The Israeli army confirmed the strike on the town in the northern West Bank, describing it as a joint operation carried out by the Shin Bet internal security service and the air force, according to a brief statement by the military.

The Israeli military later said the strike had killed a Hamas leader in Tulkarm-Zahi Yaser Abd al-Razeq Oufi.

The army accused Oufi participating in numerous attacks in the West Bank and said he was in the process of planning another assault.

Earlier, the Security Council on Thursday affirmed its "full support" for UN Secretary-General Antonio Guterres, and said any decision not to engage with him or his office was counterproductive.

Israel on Wednesday banned Guterres from entering the country. Foreign Minister Israel Katz declared him to be persona non grata and an "anti-Israel secretary-general who lends support to terrorists," citing as a reason what he described as the UN chief's failure to condemn the Iranian missile attack against Israel on Tuesday.

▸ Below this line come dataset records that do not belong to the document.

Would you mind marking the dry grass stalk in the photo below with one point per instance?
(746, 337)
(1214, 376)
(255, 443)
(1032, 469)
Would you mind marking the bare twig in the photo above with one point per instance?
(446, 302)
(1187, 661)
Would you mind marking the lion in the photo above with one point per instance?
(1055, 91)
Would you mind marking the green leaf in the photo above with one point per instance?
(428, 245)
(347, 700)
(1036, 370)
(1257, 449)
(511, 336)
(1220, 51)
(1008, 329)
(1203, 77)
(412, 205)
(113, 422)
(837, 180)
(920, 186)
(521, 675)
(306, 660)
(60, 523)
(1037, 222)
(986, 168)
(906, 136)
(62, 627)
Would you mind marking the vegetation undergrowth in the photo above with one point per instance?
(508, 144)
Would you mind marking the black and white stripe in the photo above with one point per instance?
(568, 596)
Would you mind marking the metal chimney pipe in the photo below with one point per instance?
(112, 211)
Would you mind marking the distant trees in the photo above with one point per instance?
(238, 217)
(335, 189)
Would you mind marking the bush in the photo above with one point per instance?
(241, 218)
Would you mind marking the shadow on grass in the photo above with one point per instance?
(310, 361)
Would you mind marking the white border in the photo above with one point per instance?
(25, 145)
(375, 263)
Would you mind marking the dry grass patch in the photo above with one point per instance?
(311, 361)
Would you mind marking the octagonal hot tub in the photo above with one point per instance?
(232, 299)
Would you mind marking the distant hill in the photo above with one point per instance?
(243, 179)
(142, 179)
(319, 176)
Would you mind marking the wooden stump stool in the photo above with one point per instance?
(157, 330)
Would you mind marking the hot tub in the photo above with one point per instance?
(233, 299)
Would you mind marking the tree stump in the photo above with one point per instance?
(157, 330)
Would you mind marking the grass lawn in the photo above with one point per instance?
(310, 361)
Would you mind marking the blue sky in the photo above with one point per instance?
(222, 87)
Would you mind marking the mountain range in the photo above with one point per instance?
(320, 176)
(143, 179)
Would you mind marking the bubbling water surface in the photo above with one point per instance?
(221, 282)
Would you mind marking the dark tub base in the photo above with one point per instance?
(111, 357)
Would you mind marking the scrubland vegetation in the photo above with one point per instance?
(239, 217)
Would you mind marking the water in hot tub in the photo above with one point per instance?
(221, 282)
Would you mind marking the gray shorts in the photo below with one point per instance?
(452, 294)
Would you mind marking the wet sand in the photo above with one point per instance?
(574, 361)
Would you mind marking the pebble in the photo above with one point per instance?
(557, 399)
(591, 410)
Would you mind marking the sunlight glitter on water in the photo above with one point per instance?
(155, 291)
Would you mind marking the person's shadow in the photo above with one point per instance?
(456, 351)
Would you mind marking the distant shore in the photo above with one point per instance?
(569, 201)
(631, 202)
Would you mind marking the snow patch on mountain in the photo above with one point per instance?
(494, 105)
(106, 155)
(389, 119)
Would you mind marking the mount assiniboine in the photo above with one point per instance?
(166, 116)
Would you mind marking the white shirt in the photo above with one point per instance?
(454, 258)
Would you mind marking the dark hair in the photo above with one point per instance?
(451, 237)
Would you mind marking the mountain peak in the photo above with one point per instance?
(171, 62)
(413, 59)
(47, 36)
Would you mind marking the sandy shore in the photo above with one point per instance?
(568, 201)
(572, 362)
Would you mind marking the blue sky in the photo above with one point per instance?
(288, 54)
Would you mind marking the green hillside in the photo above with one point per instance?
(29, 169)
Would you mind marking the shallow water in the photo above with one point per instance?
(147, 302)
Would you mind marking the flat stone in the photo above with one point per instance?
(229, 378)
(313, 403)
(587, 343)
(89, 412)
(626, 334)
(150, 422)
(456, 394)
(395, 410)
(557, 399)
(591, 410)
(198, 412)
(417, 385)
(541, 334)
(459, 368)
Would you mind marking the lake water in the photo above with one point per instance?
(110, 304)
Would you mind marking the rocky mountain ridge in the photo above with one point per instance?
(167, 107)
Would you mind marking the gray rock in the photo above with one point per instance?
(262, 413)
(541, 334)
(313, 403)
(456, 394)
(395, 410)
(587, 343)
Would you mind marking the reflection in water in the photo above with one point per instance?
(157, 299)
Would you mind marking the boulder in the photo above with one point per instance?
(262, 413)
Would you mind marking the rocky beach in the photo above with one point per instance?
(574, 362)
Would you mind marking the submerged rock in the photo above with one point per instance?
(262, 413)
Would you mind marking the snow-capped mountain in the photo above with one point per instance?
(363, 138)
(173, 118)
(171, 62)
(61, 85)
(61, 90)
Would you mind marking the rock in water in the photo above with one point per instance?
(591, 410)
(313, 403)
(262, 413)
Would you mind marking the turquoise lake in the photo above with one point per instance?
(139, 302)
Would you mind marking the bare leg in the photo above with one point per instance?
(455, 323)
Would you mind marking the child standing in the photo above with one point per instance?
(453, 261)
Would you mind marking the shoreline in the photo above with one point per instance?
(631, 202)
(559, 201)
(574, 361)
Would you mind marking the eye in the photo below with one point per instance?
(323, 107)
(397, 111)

"Anyone who cannot unequivocally condemn Iran's heinous attack on Israel, as nearly all the countries of the world have done, does not deserve to set foot on Israeli soil," he said. "Israel will continue to defend its citizens and uphold its national dignity, with or without Antonio Guterres."

Stephane Dujarric, spokesperson for Guterres, described Katz's comments as political and "just one more attack on UN staff that we've seen from the government of Israel." The concept of "persona non grata" does not apply to UN staff, he added.

Dozens of health workers killed

in Lebanon over past day: WHO

At least 28 on-duty medics have been killed in the past 24 hours in Lebanon, where Israel has launched airstrikes and sent troops to fight Hezbollah in an escalating conflict, the World Health Organisation chief said on Thursday.

"Many (other) health workers are not reporting to duty and fled the areas where they work due to bombardments," Director-General Tedros Adhanom Ghebreyesus told an online press briefing, calling for stronger protections for health workers.

"This is severely limiting the provision of mass trauma management and continuity of health services," he said.

The global health agency will not be able to deliver a large planned shipment of trauma and medical supplies to the country on Friday due to flight restrictions, he added.

WHO's representative in Lebanon Dr Abdinasir Abubakar told the briefing that all of the healthcare workers killed in the past day had been on duty, helping with the wounded.